I don’t look like what I am—why should it matter? We are all different

some of us carry our color on the inside—you called my friend an Oreo

for not having a Latino accent—her mother grew up in Mexico—

why does it matter? My friend was told she was too light-skinned

“your mama must have had a cracker,” no, her grandfather had light

skin it’s just, it’s just, it’s just, how it’s been—but people see what

they want to see—they see me reading; English accent even as Egyptian/French

—what does it matter? Well it does if you walk into a room and people

turn up their noses because of your melanin—agreed—yet judging isn’t the answer

hating me for being thin without knowing (I am sick, it isn’t anorexia, I would love to drink coffee

and eat brie sandwiches with you but I can’t) —it may

be just who I am—always—was—is—me. No shame but when I open my

mouth and switch on the camera—blushing—knowing—you will judge me

declare me wan, overblown, boring, underwhelming, just another ordinary over-exposed

person of privilege—wrong, wrong, wrong—we’re all wrong to judge

comes in different shapes and sizes—some subtle, some loud, some corrupted

by quiet hatred, exclusion, removal, reversing old forms of hatred—turning

progress into blood lust—just so you know I’m none of those—what you think I am—wrong—

but if I was?

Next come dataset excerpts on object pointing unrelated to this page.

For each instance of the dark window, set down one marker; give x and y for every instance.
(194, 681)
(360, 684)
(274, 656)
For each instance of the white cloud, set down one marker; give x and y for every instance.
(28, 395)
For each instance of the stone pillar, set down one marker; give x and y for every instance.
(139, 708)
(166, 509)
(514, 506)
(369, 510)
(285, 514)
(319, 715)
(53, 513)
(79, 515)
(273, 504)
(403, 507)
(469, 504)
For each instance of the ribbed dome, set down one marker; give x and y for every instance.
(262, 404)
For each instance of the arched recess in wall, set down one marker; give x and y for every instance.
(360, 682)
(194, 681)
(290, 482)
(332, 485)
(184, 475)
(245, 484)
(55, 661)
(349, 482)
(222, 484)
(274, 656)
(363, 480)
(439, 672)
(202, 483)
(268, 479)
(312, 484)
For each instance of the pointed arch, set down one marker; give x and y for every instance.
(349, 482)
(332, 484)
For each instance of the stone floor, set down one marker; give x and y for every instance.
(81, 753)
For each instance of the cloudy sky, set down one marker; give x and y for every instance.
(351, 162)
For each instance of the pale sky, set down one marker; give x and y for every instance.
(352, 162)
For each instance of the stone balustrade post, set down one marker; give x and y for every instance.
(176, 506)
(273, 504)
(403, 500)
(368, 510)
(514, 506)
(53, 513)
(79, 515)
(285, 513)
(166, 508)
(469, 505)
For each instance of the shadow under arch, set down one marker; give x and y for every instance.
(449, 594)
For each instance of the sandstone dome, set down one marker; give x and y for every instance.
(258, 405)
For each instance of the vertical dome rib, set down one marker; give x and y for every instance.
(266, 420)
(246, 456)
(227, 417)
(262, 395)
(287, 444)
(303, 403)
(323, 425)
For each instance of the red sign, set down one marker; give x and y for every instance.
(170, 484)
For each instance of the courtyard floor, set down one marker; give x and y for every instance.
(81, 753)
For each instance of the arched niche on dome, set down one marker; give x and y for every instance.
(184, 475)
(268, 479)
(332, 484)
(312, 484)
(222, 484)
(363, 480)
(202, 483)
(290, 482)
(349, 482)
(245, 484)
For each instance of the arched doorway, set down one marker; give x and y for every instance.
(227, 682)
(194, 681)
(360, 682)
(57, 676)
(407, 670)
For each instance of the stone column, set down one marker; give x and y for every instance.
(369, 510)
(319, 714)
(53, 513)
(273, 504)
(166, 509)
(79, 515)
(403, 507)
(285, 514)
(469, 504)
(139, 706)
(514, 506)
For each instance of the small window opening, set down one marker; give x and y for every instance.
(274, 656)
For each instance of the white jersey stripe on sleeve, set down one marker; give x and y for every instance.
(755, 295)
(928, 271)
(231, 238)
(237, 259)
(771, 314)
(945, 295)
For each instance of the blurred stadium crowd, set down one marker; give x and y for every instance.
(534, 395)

Not all accents, body-shapes, skin colors or lack

thereof—are oppressors, privileged, gilded, what you believe you know about me

why don’t you try asking? Not assuming

instead of thinking you’re

not as bad as they were to you

when they dismissed and switched



7 Replies to “People see what they want to see”

  1. The truth, in any given moment, of any human being is surely deeper, stranger, and more interesting than even they can know, let alone anyone else who believes they already know it from just looking. What might our world become if humans adopted those powerful words, “I don’t know the truth of you.” in every encounter with another?

  2. It is enough to make one consort only with other species… It’s only fair that we turn that judgement back on the ones who judge us. And as Bob commented, how simple it would be just to meet everyone with that acknowledgment of ignorance? In Japanese when you meet someone you say “Yoroshiku” which translates loosely as “Be kind to me”. We need to raze our habits to that base level of kindness.

  3. You are quite right that the judgment needs to end with first glances. Our DNA will always tell a different story. At the very least, people who judge should only do it in their heads, and we, as individuals, will hopefully not judge ourselves at all. I think the air around us might smell a little sweeter. As usual, you’ve nailed your point, and with such passion. <3 Wonderful, Candy!